The big data ecosystem is insanely complex — just making sense of the right tools and technologies can be more difficult than data mining itself. Only recently with the adoption of cloud can any company’s data teams have access to first-class big data technologies with automation that helps you save on cost and enables self-service access to greater varieties of data.
In this blog, I will suggest a comfortable starting point for some of the most popular big data engines through each step of an analytics lifecycle, from data preparation to visualization. Through this journey, we will explore why embracing choice and picking the right engine at each step of the analytics pipeline is critical to ensure success. Using a sample dataset as a reference, we will explore Qubole Hive, Spark, and Presto — all running with managed autoscaling.
Getting to Know the Big Data Engines
- Apache Hive is a ‘big’ data warehouse framework that supports analysis of large datasets stored in Hadoop’s HDFS and compatible file systems such as Amazon S3, Azure Blob, and Azure Data Lake Store File systems. Over the years, Hive has proven to be great for batch ETL and is very robust at scale.
- Apache Spark is an in-memory cluster computing framework originally developed at the University of California, Berkeley’s AMPLab. Spark excels in use cases like continuous applications that require streaming data to be processed, analyzed, and stored.
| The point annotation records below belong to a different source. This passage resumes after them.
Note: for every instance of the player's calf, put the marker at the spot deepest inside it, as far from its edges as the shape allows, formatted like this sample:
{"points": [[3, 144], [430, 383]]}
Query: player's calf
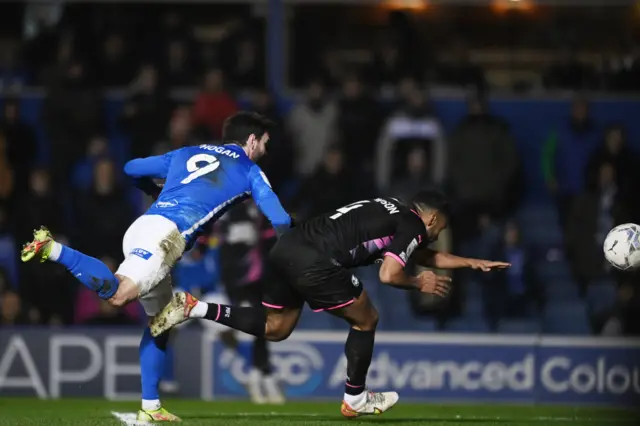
{"points": [[363, 318], [127, 292]]}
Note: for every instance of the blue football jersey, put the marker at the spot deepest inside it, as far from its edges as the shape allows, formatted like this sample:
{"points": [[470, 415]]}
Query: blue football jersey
{"points": [[202, 182]]}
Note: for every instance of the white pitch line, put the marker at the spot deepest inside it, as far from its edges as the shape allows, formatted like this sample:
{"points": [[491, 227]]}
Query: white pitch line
{"points": [[130, 419]]}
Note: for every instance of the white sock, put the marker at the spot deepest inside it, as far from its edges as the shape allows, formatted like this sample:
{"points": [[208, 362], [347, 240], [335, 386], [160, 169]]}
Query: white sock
{"points": [[56, 250], [200, 310], [151, 404], [356, 401]]}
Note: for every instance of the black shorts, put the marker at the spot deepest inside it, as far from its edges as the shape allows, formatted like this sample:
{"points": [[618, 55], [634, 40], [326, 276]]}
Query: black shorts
{"points": [[303, 274]]}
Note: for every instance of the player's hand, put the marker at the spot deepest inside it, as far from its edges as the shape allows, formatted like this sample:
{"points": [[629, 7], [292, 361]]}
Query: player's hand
{"points": [[430, 283], [487, 265]]}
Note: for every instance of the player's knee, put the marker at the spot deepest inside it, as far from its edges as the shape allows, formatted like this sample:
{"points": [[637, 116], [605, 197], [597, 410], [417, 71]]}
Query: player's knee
{"points": [[368, 321]]}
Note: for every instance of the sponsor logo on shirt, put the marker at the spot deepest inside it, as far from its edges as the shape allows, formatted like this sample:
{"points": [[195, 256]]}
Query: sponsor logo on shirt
{"points": [[164, 204], [141, 253]]}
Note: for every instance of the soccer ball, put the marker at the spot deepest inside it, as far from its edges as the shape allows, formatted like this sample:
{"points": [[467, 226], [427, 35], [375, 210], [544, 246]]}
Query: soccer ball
{"points": [[622, 246]]}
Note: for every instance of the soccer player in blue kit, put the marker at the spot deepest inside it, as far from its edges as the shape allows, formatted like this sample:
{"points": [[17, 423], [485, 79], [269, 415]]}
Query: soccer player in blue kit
{"points": [[202, 182]]}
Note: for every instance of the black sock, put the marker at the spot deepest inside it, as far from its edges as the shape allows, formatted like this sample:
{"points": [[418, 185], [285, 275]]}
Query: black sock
{"points": [[246, 319], [359, 351], [261, 356]]}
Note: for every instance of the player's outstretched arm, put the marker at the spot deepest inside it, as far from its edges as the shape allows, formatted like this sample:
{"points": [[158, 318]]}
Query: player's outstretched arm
{"points": [[392, 273], [142, 170], [435, 259], [268, 202]]}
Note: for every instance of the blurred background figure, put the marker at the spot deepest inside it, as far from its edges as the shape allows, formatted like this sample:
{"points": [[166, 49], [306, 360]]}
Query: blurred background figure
{"points": [[146, 112], [311, 125], [412, 124]]}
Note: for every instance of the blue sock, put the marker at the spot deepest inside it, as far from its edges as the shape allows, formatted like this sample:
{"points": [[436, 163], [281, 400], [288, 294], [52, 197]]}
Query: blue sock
{"points": [[169, 374], [91, 272], [153, 352]]}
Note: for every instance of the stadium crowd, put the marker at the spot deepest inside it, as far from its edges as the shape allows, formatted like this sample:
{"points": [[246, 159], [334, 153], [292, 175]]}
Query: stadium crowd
{"points": [[336, 145]]}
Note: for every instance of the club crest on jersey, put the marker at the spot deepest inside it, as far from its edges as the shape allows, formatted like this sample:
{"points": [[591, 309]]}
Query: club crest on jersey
{"points": [[141, 253], [388, 205], [412, 246], [220, 150], [164, 204], [355, 281]]}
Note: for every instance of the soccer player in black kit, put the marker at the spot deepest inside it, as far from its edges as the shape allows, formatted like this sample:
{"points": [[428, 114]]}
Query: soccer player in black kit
{"points": [[313, 260]]}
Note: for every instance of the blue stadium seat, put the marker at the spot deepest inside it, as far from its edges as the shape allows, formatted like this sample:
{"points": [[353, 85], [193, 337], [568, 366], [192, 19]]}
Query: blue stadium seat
{"points": [[467, 325], [405, 320], [553, 271], [519, 326], [601, 295], [566, 319], [474, 289], [562, 291], [474, 307]]}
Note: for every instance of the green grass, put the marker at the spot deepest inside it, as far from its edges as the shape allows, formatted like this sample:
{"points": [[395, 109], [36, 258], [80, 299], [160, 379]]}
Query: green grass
{"points": [[91, 412]]}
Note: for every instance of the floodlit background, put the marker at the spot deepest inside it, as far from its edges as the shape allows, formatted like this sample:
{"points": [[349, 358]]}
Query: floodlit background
{"points": [[525, 112]]}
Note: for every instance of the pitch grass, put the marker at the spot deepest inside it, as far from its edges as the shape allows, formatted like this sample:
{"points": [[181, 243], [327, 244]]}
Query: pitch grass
{"points": [[91, 412]]}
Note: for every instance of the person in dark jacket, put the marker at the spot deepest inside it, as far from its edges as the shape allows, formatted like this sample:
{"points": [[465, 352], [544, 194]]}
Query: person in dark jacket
{"points": [[104, 214], [330, 187], [626, 163]]}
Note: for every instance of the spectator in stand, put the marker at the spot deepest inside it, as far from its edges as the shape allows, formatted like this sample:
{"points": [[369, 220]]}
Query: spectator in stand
{"points": [[11, 311], [6, 173], [88, 305], [116, 66], [591, 217], [358, 124], [38, 206], [514, 293], [311, 125], [71, 115], [97, 149], [145, 113], [483, 162], [178, 69], [624, 318], [412, 124], [461, 71], [103, 214], [214, 103], [278, 164], [331, 186], [21, 143], [566, 156], [8, 253], [416, 177], [625, 161], [181, 131], [569, 72]]}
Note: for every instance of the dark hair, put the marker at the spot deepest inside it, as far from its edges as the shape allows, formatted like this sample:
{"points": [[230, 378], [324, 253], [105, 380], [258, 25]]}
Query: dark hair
{"points": [[238, 127], [431, 199]]}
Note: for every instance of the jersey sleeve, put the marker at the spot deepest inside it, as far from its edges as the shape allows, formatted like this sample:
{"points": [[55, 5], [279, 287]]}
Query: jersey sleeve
{"points": [[155, 167], [267, 201], [409, 235]]}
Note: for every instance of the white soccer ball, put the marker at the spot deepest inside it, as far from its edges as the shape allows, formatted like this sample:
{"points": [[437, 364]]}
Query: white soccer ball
{"points": [[622, 246]]}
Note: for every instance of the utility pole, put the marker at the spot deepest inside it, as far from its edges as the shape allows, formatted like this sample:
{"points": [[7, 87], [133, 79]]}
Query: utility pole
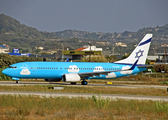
{"points": [[90, 51]]}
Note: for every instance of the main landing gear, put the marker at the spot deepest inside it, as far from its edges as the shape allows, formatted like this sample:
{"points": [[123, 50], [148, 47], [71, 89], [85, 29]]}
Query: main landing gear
{"points": [[17, 81], [84, 82]]}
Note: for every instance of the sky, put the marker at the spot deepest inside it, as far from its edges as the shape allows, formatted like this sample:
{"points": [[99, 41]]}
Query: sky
{"points": [[87, 15]]}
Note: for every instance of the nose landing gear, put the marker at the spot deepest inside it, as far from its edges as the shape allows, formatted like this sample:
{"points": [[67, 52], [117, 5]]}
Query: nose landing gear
{"points": [[84, 82], [17, 81]]}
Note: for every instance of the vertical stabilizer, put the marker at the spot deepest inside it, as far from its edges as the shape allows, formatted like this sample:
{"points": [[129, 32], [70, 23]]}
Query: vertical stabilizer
{"points": [[140, 52]]}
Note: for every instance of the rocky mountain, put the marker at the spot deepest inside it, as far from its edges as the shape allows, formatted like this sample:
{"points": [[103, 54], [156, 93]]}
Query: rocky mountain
{"points": [[160, 33]]}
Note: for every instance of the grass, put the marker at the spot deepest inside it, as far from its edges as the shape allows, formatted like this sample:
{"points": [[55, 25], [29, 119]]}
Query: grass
{"points": [[33, 107], [89, 89]]}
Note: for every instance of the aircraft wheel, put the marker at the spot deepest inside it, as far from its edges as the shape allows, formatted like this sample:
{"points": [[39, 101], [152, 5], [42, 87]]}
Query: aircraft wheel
{"points": [[84, 82], [73, 83], [17, 81]]}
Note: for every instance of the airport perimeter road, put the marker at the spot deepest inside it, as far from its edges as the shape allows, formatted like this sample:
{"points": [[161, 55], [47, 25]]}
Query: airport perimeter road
{"points": [[86, 95], [13, 83]]}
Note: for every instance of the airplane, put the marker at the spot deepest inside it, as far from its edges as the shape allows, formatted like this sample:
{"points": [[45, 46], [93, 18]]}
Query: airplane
{"points": [[74, 72]]}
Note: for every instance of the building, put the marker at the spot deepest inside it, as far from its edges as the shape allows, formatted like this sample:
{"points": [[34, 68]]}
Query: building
{"points": [[16, 52], [4, 49]]}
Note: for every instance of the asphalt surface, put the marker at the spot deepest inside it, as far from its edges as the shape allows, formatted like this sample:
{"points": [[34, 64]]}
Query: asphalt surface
{"points": [[86, 95], [13, 83]]}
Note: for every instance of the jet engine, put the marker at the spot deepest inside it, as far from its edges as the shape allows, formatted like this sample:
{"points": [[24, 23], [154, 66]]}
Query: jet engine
{"points": [[73, 77]]}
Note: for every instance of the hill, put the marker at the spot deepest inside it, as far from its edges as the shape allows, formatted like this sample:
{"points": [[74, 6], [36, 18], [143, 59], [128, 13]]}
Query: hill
{"points": [[20, 36], [10, 26], [160, 33], [26, 38]]}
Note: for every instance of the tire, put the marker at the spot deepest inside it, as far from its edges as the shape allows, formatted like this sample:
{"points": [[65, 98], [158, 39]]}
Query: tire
{"points": [[84, 82], [73, 83]]}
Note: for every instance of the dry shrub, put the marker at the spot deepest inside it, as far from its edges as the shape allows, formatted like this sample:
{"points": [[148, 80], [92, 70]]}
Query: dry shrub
{"points": [[97, 58]]}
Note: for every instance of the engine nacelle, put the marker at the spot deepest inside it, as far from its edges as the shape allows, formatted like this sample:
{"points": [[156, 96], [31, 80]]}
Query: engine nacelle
{"points": [[73, 77], [52, 80]]}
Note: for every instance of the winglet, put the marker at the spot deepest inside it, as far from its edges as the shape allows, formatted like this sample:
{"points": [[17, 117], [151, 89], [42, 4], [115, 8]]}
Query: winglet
{"points": [[133, 66], [67, 60]]}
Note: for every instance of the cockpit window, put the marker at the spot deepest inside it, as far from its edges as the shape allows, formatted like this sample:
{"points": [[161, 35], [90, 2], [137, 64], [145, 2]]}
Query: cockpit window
{"points": [[12, 67]]}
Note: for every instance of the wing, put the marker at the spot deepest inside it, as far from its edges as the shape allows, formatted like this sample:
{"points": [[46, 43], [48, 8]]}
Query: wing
{"points": [[91, 74]]}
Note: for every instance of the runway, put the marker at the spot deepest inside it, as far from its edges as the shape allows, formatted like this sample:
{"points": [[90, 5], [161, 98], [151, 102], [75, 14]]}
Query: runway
{"points": [[13, 83], [86, 95]]}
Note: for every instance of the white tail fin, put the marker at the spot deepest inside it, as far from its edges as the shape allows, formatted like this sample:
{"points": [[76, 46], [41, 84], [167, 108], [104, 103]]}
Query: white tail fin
{"points": [[140, 52]]}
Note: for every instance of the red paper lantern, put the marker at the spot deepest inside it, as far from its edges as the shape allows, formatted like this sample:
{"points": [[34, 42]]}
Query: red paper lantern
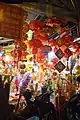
{"points": [[25, 53], [1, 48], [54, 73], [34, 51]]}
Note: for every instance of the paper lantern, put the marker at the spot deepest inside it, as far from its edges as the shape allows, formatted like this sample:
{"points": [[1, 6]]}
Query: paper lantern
{"points": [[68, 53], [1, 48], [54, 73], [34, 50], [25, 53], [22, 66], [36, 24]]}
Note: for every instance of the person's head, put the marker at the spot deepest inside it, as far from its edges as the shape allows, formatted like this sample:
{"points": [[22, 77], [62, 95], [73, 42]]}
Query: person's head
{"points": [[78, 79], [1, 83]]}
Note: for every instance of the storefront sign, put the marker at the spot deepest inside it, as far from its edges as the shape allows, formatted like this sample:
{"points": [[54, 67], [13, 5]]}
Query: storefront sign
{"points": [[11, 21]]}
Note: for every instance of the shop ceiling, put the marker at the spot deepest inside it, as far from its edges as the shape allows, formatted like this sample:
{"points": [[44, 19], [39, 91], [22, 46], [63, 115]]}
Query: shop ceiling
{"points": [[69, 9]]}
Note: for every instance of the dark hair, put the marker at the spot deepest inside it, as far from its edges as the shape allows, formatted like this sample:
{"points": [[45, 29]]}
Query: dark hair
{"points": [[78, 78]]}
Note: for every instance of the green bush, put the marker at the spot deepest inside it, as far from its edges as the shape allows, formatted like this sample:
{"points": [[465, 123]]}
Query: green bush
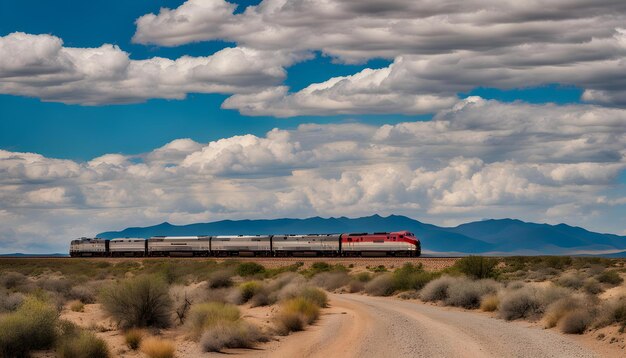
{"points": [[477, 266], [411, 277], [295, 314], [133, 338], [249, 269], [220, 279], [82, 345], [143, 301], [205, 315], [31, 326], [315, 295], [249, 289], [610, 277], [381, 285], [238, 334]]}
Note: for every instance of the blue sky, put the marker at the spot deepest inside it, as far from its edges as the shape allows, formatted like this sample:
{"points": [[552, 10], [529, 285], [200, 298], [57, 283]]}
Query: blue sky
{"points": [[200, 112], [84, 132]]}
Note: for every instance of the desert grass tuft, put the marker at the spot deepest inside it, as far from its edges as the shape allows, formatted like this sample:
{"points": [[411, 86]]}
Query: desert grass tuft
{"points": [[157, 348], [133, 338]]}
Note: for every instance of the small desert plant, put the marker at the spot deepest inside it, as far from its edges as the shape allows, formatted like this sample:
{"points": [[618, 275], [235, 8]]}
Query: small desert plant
{"points": [[10, 301], [83, 293], [226, 334], [411, 277], [77, 306], [592, 286], [521, 303], [205, 315], [139, 302], [558, 309], [331, 280], [82, 345], [477, 266], [220, 279], [571, 280], [315, 295], [249, 289], [489, 303], [437, 289], [468, 294], [294, 314], [576, 321], [380, 285], [610, 277], [31, 326], [11, 280], [133, 338], [249, 269], [356, 286], [157, 348]]}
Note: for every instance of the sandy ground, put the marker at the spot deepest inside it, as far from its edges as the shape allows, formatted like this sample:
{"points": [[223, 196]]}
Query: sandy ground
{"points": [[363, 326]]}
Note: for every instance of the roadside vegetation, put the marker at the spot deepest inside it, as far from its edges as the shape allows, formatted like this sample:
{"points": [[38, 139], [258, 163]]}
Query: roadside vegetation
{"points": [[209, 302]]}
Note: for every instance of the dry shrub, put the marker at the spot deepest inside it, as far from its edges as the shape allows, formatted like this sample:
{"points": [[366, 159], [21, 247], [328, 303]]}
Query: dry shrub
{"points": [[31, 326], [249, 289], [381, 285], [82, 345], [409, 295], [77, 306], [181, 300], [468, 294], [558, 309], [610, 277], [437, 289], [295, 314], [521, 303], [133, 338], [571, 280], [592, 286], [11, 280], [205, 315], [245, 269], [225, 334], [157, 348], [10, 301], [331, 280], [220, 279], [356, 286], [85, 294], [315, 295], [142, 301], [529, 301], [613, 311], [490, 303], [576, 321]]}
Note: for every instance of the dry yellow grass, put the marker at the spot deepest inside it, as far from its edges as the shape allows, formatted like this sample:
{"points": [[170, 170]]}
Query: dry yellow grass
{"points": [[157, 348], [490, 303]]}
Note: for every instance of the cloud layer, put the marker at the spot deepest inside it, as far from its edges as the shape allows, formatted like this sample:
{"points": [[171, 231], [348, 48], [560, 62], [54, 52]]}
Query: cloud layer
{"points": [[42, 67], [479, 159], [438, 49]]}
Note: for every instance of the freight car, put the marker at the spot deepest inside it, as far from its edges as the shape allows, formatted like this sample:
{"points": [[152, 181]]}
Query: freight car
{"points": [[401, 243]]}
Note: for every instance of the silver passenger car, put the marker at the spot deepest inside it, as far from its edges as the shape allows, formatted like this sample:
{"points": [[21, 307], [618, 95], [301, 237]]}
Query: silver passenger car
{"points": [[306, 245], [86, 247], [241, 245], [179, 246], [128, 247]]}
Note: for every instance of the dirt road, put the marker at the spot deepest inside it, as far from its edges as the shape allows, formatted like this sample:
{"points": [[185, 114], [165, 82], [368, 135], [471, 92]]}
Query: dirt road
{"points": [[363, 326]]}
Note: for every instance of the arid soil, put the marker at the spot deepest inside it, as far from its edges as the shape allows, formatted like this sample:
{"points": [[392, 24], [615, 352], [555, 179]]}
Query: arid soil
{"points": [[363, 326]]}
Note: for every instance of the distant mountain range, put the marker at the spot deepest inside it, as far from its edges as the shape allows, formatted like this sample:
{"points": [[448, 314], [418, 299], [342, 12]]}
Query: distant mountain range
{"points": [[488, 237]]}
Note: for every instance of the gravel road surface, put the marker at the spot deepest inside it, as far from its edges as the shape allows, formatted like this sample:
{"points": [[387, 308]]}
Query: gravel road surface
{"points": [[363, 326]]}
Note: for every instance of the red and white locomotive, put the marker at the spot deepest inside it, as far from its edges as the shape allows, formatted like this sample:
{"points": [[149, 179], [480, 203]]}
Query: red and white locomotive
{"points": [[400, 243]]}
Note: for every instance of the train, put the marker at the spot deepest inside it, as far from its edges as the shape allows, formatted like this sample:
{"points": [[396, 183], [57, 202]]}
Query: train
{"points": [[400, 243]]}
Spark is also used for batch/streaming ETL and is very robust at scale, but using and practicing Spark requires a completely different skill set that is above and beyond SQL.
- Presto is an in-memory distributed SQL query engine for running interactive analytic queries. Developed out of Facebook, Presto plays a vital role in providing accelerated access to any data store and helps avoid the need to move activated/refined datasets to an on-premises or cloud MPP data warehouse for analytics and reporting.
In this context, we will use the NOAA weather dataset as a reference to explore the importance of choice. It is important to note that the rationale for choice depends on time-to-market considerations in combination with technical debt accrued and available skill sets on the teams executing the project.
About the Reference Dataset
Though the publicly available NOAA daily Global Historical Climatology Network (GHCN-DAILY) dataset cannot be categorized as a big data class dataset, it is continuously refreshed with weather updates from the previous day and has the breadth and depth of weather data for every single day since the late 1800s across many US geographies, which makes it an important dataset in the context of big data. Oftentimes businesses may need to figure out how the weather has been impacting their business or understand how weather correlates to the maintenance cycles of equipment for industrial preventative maintenance use cases.
Using Hive ELT Pipeline to Curate the Dataset for BI/Reporting
To start refining the reference dataset, we will first explore Hive. For technical details of how to use the Hive ELT pipeline to curate the weather dataset for BI and reporting, please refer to this more detailed blog.
The end result of the Hive ELT (Extract Load Transform) pipeline is a refined table that will have all daily weather data from the late 1800s across most geographies and cities in the US. This process also creates another lookup/master table for storing information on weather stations, which can be joined or used to filter or trend weather for any particular geography for reporting/BI purposes.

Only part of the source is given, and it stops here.